Student News

Impacted by Coronavirus? Get More Financial Aid

File your FAFSA and advocate for yourself in order to qualify for more financial aid.

Kathryn Knight Randolph

September 15, 2021

Impacted by Coronavirus? Get More Financial Aid
Emergency funding is still available to students that need financial assistance.
According to, the Delta variant of the Coronavirus first surfaced in India in December 2020. From there, it made its way to the United Kingdom and now accounts for a majority of COVID cases in the United States. Compared to other strains of the virus, it is extremely contagious and is solely responsible for the surge in COVID cases that we are seeing now. All of this to say that COVID is still impacting students and their families around the country. As a result, financial aid will play a large role in determining whether or not students will be able to attend college during the 2022 – 23 academic year. If you are a student or family that has experienced undue hardship because of the COVID-19 pandemic, you may be eligible for more financial aid. Below, we’ll detail what you need to know and do in order to get more financial aid.
  1. Fill out the FAFSA.

    What is the best way to expedite your requests for more financial aid? Fill out the Free Application for Federal Student Aid, also known as the FAFSA. This document becomes available on October 1, and we recommend that students complete the form as soon as possible. The FAFSA application asks specific questions about your family’s financial circumstances, and the information that you provide will help federal, state, and college financial aid officers determine how much financial aid you should receive. When your school has your FAFSA on hand, they can get a quicker look at your circumstances. You may also be asked to fill out supplemental forms from your state and, or college. Complete these as well as they include questions that the FAFSA may not ask. Once you’ve completed your FAFSA, you’re ready to move on to the next step.
  2. Ask about COVID-19 Emergency Grants.

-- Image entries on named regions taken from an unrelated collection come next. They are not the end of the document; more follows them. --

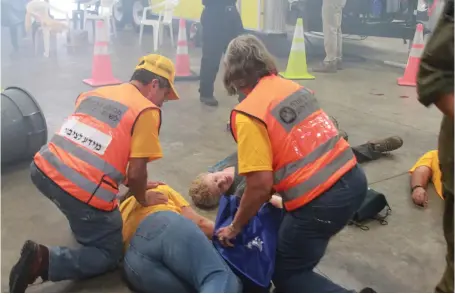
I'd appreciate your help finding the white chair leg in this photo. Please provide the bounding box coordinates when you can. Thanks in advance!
[139,22,144,45]
[153,25,160,52]
[169,21,174,48]
[102,17,111,42]
[110,16,117,38]
[82,11,87,31]
[43,28,51,57]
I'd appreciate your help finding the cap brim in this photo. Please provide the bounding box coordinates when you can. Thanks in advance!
[167,84,180,100]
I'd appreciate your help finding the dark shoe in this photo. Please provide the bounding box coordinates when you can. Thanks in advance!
[337,60,343,70]
[199,96,218,106]
[313,62,337,73]
[368,136,403,153]
[9,240,49,293]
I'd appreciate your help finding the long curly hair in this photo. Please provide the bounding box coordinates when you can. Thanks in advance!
[223,34,278,95]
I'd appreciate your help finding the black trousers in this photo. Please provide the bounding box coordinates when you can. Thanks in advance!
[199,6,243,97]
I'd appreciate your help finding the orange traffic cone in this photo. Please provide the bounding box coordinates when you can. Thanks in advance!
[83,20,122,87]
[175,18,199,81]
[397,23,425,87]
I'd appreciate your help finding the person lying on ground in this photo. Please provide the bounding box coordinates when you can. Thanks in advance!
[120,184,242,293]
[189,134,403,210]
[409,150,444,207]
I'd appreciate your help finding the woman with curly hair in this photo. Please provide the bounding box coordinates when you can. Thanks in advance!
[217,35,367,293]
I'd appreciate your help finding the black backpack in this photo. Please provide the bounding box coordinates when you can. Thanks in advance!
[349,188,392,231]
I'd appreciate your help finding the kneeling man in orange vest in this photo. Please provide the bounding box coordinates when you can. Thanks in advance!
[217,35,374,293]
[9,54,178,293]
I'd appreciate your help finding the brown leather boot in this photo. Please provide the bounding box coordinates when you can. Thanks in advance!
[368,136,403,153]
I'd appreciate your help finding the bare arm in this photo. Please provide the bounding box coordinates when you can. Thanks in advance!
[127,158,148,206]
[269,194,283,209]
[182,206,215,240]
[411,166,432,207]
[232,171,273,230]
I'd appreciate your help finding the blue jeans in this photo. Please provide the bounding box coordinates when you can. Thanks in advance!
[124,211,241,293]
[30,163,123,282]
[273,166,367,293]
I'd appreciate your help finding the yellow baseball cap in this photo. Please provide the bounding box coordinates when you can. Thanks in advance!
[136,54,180,100]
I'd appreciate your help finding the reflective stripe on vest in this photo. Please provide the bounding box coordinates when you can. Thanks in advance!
[273,135,341,185]
[51,134,125,184]
[40,145,116,202]
[74,96,128,128]
[277,148,354,201]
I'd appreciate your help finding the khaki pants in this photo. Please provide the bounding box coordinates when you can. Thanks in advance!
[436,190,454,293]
[322,0,346,63]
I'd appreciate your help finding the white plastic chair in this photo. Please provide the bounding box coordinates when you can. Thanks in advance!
[139,0,178,52]
[84,0,117,36]
[26,0,70,57]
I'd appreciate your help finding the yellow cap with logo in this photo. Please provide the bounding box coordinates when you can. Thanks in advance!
[136,54,179,100]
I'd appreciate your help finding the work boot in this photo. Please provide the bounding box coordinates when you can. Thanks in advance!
[9,240,49,293]
[199,96,218,107]
[313,61,337,73]
[368,136,403,153]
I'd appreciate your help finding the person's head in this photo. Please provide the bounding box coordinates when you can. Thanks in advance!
[189,171,234,210]
[223,35,278,95]
[131,54,179,107]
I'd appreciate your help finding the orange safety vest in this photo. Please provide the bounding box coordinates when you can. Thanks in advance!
[231,75,357,211]
[34,84,161,211]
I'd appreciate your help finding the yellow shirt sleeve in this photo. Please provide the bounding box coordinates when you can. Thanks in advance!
[409,150,437,173]
[235,113,273,174]
[409,150,443,198]
[130,109,163,161]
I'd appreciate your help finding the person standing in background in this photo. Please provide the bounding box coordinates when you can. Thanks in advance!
[417,0,454,293]
[313,0,346,73]
[199,0,243,106]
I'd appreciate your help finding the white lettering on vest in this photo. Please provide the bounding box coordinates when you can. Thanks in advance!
[58,119,112,155]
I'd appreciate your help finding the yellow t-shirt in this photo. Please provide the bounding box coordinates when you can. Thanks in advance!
[120,185,190,249]
[235,113,273,174]
[130,109,163,161]
[409,150,443,198]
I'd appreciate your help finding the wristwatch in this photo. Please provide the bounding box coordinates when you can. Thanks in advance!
[411,185,425,193]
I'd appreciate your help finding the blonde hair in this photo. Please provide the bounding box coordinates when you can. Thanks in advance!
[223,34,278,95]
[189,173,221,210]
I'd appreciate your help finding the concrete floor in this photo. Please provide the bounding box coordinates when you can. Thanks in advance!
[1,27,445,292]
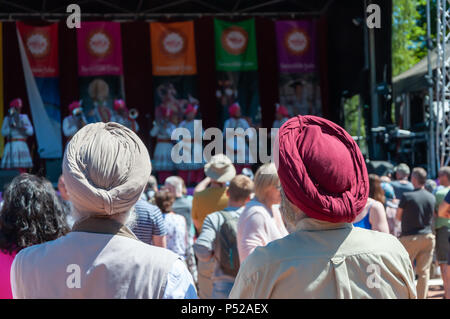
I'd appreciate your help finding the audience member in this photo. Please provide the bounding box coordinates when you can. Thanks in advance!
[391,163,414,200]
[353,174,389,234]
[424,179,437,194]
[230,116,416,299]
[194,175,253,299]
[0,173,69,299]
[142,175,158,203]
[438,191,450,299]
[164,176,198,283]
[192,154,236,299]
[131,198,167,248]
[434,166,450,298]
[237,163,288,264]
[58,175,75,228]
[11,122,196,299]
[397,167,436,299]
[155,190,188,260]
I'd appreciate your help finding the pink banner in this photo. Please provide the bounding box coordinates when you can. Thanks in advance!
[77,22,123,76]
[17,22,59,78]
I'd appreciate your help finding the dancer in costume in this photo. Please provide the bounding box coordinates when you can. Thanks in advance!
[63,101,87,141]
[272,104,289,128]
[150,106,176,184]
[1,98,34,173]
[111,99,139,133]
[223,103,256,174]
[176,104,205,186]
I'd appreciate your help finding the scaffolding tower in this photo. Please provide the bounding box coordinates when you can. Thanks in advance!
[436,0,450,169]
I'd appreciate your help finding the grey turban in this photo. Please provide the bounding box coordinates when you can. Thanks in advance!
[63,122,151,216]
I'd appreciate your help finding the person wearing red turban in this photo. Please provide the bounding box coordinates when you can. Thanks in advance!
[63,101,87,141]
[0,98,34,173]
[175,104,205,186]
[230,115,417,299]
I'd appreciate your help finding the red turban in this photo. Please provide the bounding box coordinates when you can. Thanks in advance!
[228,103,241,117]
[9,98,23,109]
[278,115,369,223]
[69,101,81,112]
[114,99,125,111]
[160,106,173,118]
[277,104,289,117]
[184,104,197,115]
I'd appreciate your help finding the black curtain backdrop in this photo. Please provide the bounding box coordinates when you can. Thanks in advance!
[3,0,392,172]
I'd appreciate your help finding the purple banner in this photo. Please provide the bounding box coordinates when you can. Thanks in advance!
[275,20,316,73]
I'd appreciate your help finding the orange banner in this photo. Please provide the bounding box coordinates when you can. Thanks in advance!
[150,21,197,76]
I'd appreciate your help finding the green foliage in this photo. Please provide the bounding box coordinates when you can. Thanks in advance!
[344,95,368,154]
[392,0,428,76]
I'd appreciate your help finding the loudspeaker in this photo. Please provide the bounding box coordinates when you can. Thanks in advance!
[366,161,394,176]
[0,170,20,193]
[45,158,62,188]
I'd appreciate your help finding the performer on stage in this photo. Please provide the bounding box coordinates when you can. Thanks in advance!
[176,104,205,186]
[111,99,139,133]
[223,103,256,174]
[1,98,34,173]
[272,104,289,128]
[150,106,176,184]
[63,101,87,141]
[94,101,111,123]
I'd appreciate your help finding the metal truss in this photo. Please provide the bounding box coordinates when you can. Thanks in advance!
[435,0,450,168]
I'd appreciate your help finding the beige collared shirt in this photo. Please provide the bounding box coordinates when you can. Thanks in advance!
[11,218,196,299]
[230,218,416,299]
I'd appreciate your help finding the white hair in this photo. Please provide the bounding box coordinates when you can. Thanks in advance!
[164,176,184,197]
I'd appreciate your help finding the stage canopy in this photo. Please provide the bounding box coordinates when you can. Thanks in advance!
[392,43,450,96]
[0,0,334,19]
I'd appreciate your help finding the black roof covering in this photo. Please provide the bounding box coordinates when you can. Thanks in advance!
[0,0,335,19]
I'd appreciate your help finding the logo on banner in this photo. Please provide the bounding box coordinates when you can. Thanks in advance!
[26,31,50,58]
[87,29,112,58]
[222,26,248,55]
[285,29,309,55]
[160,30,187,57]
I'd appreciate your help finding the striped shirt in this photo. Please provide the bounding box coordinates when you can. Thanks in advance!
[132,199,167,245]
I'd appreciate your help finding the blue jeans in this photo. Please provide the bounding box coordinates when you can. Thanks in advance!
[212,281,234,299]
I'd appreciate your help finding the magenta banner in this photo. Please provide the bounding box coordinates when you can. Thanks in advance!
[275,20,316,73]
[77,22,123,76]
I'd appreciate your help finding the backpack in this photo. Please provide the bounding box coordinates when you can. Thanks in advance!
[215,211,241,277]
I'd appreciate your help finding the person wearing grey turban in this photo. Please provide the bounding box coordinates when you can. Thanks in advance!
[11,122,197,299]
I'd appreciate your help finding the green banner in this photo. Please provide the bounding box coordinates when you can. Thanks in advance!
[214,19,258,71]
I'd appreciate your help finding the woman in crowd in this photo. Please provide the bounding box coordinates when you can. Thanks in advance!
[353,174,389,234]
[155,190,189,260]
[0,173,69,299]
[237,163,288,264]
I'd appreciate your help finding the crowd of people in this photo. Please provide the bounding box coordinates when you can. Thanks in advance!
[0,114,450,299]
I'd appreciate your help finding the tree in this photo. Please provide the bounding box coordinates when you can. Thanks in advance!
[392,0,426,76]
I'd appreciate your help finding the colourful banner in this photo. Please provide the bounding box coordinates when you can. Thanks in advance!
[275,20,322,116]
[77,22,123,76]
[214,19,258,71]
[17,22,62,158]
[0,22,5,157]
[275,20,316,73]
[17,22,59,77]
[150,21,197,76]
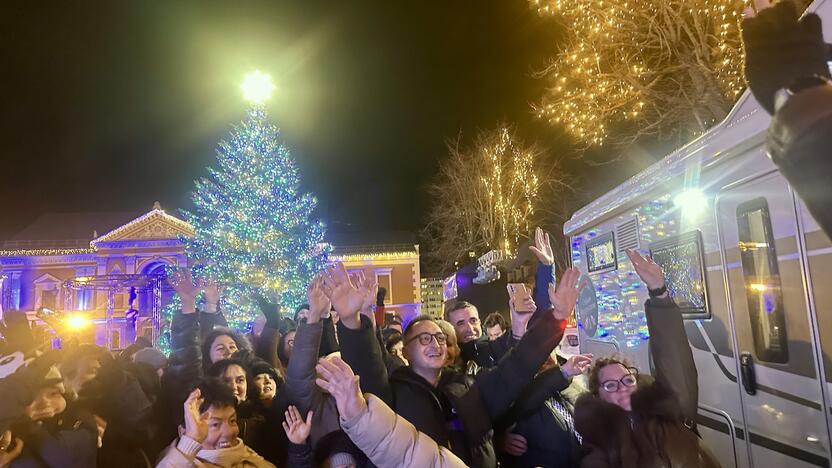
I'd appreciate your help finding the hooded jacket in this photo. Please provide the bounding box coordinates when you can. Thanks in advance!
[339,311,564,467]
[341,394,467,468]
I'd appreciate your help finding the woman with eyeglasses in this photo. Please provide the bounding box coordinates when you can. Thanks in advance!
[575,250,719,468]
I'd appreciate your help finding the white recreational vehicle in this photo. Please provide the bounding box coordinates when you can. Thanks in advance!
[564,0,832,467]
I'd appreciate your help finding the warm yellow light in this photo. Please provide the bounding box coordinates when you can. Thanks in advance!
[240,70,275,104]
[66,315,92,330]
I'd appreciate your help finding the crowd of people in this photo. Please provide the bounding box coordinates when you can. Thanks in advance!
[0,2,832,468]
[0,229,716,468]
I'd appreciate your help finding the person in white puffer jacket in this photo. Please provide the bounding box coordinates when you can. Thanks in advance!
[156,379,274,468]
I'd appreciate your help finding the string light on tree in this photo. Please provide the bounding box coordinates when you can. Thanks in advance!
[162,71,330,329]
[531,0,764,147]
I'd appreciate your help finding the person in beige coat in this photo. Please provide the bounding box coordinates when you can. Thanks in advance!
[316,357,466,468]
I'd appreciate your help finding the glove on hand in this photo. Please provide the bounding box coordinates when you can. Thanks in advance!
[742,1,830,114]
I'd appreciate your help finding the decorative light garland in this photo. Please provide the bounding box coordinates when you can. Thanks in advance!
[530,0,749,145]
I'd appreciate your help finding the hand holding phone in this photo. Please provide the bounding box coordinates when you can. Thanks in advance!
[506,283,535,313]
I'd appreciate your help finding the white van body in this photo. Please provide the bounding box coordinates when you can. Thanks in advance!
[564,0,832,468]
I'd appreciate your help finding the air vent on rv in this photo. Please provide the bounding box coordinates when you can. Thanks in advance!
[615,216,639,258]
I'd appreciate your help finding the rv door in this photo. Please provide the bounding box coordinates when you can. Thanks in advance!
[716,173,829,467]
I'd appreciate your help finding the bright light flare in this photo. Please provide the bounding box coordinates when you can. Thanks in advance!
[673,188,708,219]
[240,70,275,104]
[66,315,92,330]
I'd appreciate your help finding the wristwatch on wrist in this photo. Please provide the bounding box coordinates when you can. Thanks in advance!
[647,284,667,297]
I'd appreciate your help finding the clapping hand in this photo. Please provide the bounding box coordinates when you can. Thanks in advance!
[203,279,225,313]
[306,273,332,323]
[183,388,208,443]
[168,267,201,314]
[529,228,555,266]
[560,354,592,377]
[315,356,367,420]
[549,268,584,320]
[283,406,313,445]
[324,262,364,329]
[356,272,378,327]
[627,249,664,289]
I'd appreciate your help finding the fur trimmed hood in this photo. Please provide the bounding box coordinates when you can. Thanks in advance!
[575,377,719,468]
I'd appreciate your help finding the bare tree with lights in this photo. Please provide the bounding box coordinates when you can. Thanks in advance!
[425,126,568,274]
[530,0,764,149]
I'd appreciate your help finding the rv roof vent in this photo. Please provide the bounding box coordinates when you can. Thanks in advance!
[615,216,639,258]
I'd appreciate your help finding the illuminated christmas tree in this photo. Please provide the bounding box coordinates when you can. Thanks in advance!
[530,0,749,147]
[173,74,328,329]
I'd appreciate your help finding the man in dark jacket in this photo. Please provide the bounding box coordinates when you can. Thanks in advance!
[325,263,580,467]
[456,228,555,375]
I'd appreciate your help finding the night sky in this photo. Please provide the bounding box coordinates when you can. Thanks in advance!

    In 2020 and early 2021, colleges and universities were given billions of dollars in funds through three different roll-outs of the Higher Education Emergency Relief Fund (HEERF). These funds were designated to help colleges and universities navigate expenses due to COVID disruptions but also go directly to students who were in need of emergency funding. Under HERFF III, colleges are permitted to disperse aid for students that qualify and need funding for: • Any component of their cost of attendance • Emergency costs that arise due to coronavirus, such as: tuition; food; housing; health care (including mental); child care
    Technically, all students are eligible for emergency grants, but those that qualify for Pell Grants will be given priority consideration, according to NASFAA. NASFAA also states that: “While ED's [Education Department] guidance does not require a FAFSA, having one on file would be the only practicable way for an institution to determine that a student is eligible to participate in the Title IV programs and meet all of applicable student eligibility requirements. Without having a FAFSA on file, schools would need to verify that a student meets the Title IV eligibility criteria. So, file your FAFSA. It’s more important this year than ever.
  3. Get a financial aid appeal.

    Students and families will need to advocate for themselves throughout the financial aid application process. There may be events or circumstances that are not reflected on the FAFSA but directly complicate a student’s ability to pay for their education. The U.S. Department of Education states that the following may cause your FAFSA to be inaccurate: • A layoff; • Incarceration; • Reduction in hours worked; • A parent or guardian’s divorce or separation; • A serious illness or disability in your family, which causes a reduction in income or increased medical expenses; • A death in your family; or • Loss of income from a rental property, court settlement, or alimony. In the event that one of the above applies to you, answer all of the questions on the FAFSA. There will undoubtedly not be questions where you can state the above. That’s ok. Your next step after submitting the FAFSA will be contacting the colleges you have applied to in order to speak with a representative from the college to appeal your financial aid package. You will discuss the change in circumstances with a representative from the college, and they will amend your financial aid package as necessary. They may ask for proof of your circumstances, so be ready with the proper documentation.
  4. Apply for SNAP and Discounted Internet.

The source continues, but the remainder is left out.